Top-Trends der KI im Gesundheitswesen 2026
Im Jahr 2026 werden Gesundheitssysteme weiterhin Produkte der künstlichen Intelligenz (KI) einführen, angetrieben von der Hoffnung, dass diese Technologie Aufgaben automatisieren und Kosten senken kann – ein bedeutendes Anliegen, da finanzielle Drucksituationen drohen, so Experten.
Fokus auf administrative Aufgaben
In den letzten zwei Jahren haben Anbieter hauptsächlich KI-Tools für administrative und Backoffice-Arbeiten implementiert, wie z. B. ambient scribes für die Dokumentation und Produkte zur Beschleunigung des Einnahmenzyklusmanagements sowie der vorherigen Genehmigung. Diese Richtung wird voraussichtlich auch in diesem Jahr beibehalten, vor allem aufgrund der finanziellen Risiken, die durch erhebliche Kürzungen bei Medicaid entstehen.
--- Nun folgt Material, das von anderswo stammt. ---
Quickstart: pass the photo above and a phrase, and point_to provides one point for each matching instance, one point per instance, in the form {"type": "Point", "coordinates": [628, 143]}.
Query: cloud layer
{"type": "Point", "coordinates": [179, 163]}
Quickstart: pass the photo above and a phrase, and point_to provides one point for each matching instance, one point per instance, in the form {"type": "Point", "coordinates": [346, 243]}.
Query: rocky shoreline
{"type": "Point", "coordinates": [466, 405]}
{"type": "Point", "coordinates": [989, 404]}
Wachstum der Finanzierung für KI-Unternehmen
Gesundheits-KI-Unternehmen könnten im Jahr 2026 einen noch größeren Anteil an der digitalen Gesundheitsfinanzierung erhalten, da Investoren Geld in gefragte Startups stecken. Einige dieser Firmen könnten Fusionen und Übernahmen in Betracht ziehen, um neue KI-Fähigkeiten hinzuzufügen und ein umfassenderes Angebot für Käufer bereitzustellen.
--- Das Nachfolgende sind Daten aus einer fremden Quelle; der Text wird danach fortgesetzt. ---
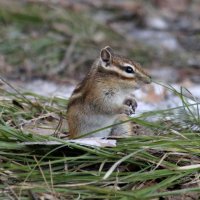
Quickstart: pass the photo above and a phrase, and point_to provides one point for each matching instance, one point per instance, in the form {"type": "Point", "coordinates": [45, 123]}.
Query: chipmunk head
{"type": "Point", "coordinates": [127, 72]}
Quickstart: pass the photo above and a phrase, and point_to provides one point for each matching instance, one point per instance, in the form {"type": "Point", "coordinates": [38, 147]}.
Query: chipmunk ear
{"type": "Point", "coordinates": [106, 55]}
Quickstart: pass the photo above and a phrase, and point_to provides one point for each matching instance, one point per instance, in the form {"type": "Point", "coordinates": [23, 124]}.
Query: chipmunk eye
{"type": "Point", "coordinates": [129, 69]}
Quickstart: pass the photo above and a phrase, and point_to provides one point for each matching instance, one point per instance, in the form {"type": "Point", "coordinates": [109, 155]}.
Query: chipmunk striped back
{"type": "Point", "coordinates": [103, 91]}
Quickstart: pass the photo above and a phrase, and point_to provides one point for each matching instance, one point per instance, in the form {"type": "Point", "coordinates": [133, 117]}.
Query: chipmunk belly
{"type": "Point", "coordinates": [95, 122]}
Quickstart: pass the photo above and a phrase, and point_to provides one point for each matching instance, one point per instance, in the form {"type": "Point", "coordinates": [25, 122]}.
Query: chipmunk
{"type": "Point", "coordinates": [104, 98]}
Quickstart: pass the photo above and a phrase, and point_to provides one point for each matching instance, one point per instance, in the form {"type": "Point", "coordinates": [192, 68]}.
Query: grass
{"type": "Point", "coordinates": [34, 38]}
{"type": "Point", "coordinates": [165, 164]}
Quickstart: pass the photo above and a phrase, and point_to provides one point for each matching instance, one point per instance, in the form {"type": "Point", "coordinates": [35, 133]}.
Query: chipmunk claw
{"type": "Point", "coordinates": [131, 102]}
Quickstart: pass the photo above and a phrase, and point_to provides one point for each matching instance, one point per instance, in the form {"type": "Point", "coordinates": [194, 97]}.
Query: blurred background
{"type": "Point", "coordinates": [47, 46]}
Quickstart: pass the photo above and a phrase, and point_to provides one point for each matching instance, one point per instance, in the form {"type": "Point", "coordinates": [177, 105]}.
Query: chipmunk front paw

Regulatorische Herausforderungen
Die zunehmende Nutzung und Investition in KI erfolgt vor dem Hintergrund eines fragmentierten regulatorischen Rahmens, was eine komplexe Umgebung für Gesundheitssysteme schafft, die in diesem Jahr KI-Tools einführen möchten. Die Regierung verfolgt eine deregulierte Haltung gegenüber KI im Allgemeinen.
Gesundheitsorganisationen müssen möglicherweise weiterhin auf klare bundesstaatliche Richtlinien zu KI warten, während die Bundesstaaten zunehmend die Führung übernehmen und ein Flickenteppich von Gesetzen schaffen, die für Gesundheitsorganisationen herausfordernd sein können.
Unsicherheit durch Bundesgesetze
Der Mangel an bundesstaatlichen KI-Gesetzen hat dazu geführt, dass die Bundesstaaten versucht haben, Gesetze zu erlassen, die die Technologie regulieren, und sie könnten in diesem Jahr weiterhin Gesetzesentwürfe vorschlagen. Während der letzten Sitzung haben alle 50 Bundesstaaten sowie Puerto Rico, die Virgin Islands und Washington, D.C. KI-Gesetzgebungen eingeführt.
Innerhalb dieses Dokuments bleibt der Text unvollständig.